Review question

# Can we write $\sqrt{2016}+\sqrt{56}$ as a power of $14$? Add to your resource collection Remove from your resource collection Add notes to this resource View your notes for this resource

Ref: R7658

## Solution

For which value of $k$ is $\sqrt{2016}+\sqrt{56}$ equal to $14^k$?

A)$\:\dfrac{1}{2} \qquad$ B) $\dfrac{3}{4} \qquad$ C) $\dfrac{5}{4} \qquad$ D) $\dfrac{3}{2} \qquad$ E) $\dfrac{5}{2}$

If we factorise $2016$ into its prime factors, we find $2016 = 2^5\times 3^2 \times 7$.

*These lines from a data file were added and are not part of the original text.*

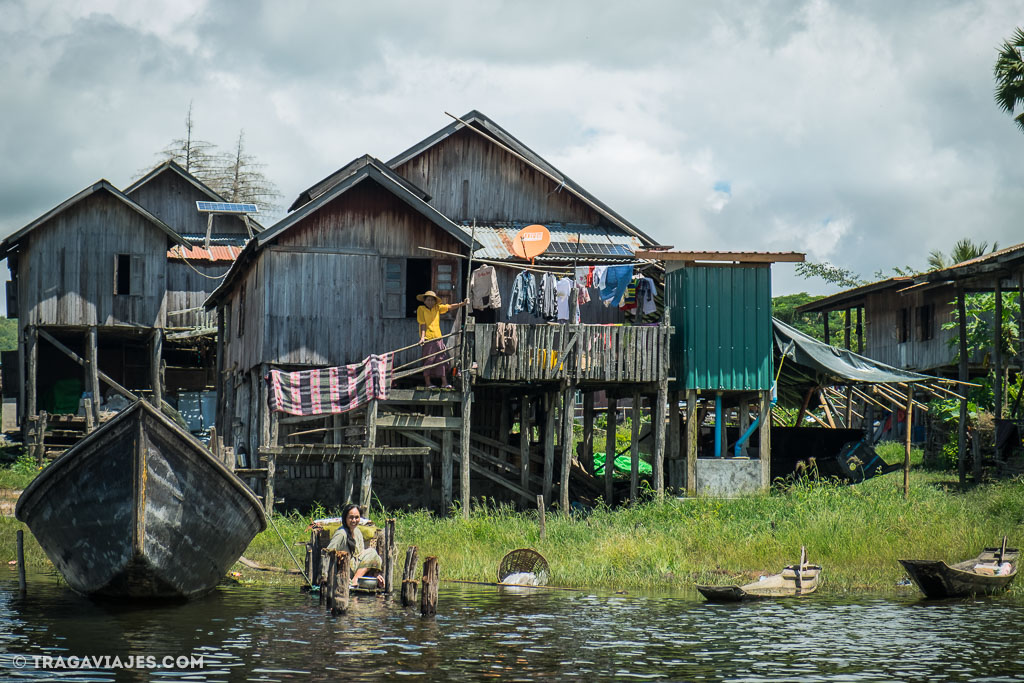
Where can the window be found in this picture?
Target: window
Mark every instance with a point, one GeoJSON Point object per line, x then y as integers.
{"type": "Point", "coordinates": [407, 278]}
{"type": "Point", "coordinates": [242, 310]}
{"type": "Point", "coordinates": [904, 326]}
{"type": "Point", "coordinates": [926, 322]}
{"type": "Point", "coordinates": [122, 274]}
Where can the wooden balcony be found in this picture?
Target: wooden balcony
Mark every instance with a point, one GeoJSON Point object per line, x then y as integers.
{"type": "Point", "coordinates": [573, 352]}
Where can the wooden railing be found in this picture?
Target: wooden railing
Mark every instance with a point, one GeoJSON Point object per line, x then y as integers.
{"type": "Point", "coordinates": [574, 352]}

Doing the same to $56$, we find $56 = 2^3\times 7$. Thus

\begin{align*} \sqrt{2016}+\sqrt{56} &= \sqrt{2^5\times 3^2 \times 7}+\sqrt{2^3\times 7} \\ &= \sqrt{(2^4\times 3^2) \times 14}+\sqrt{2^2\times 14}\\ &= 2^2 \times 3 \times \sqrt{14}+2\sqrt{14}= 14\sqrt{14}\\ &= 14^{3/2}, \end{align*}

so $k = \dfrac{3}{2}$ and the answer is (D).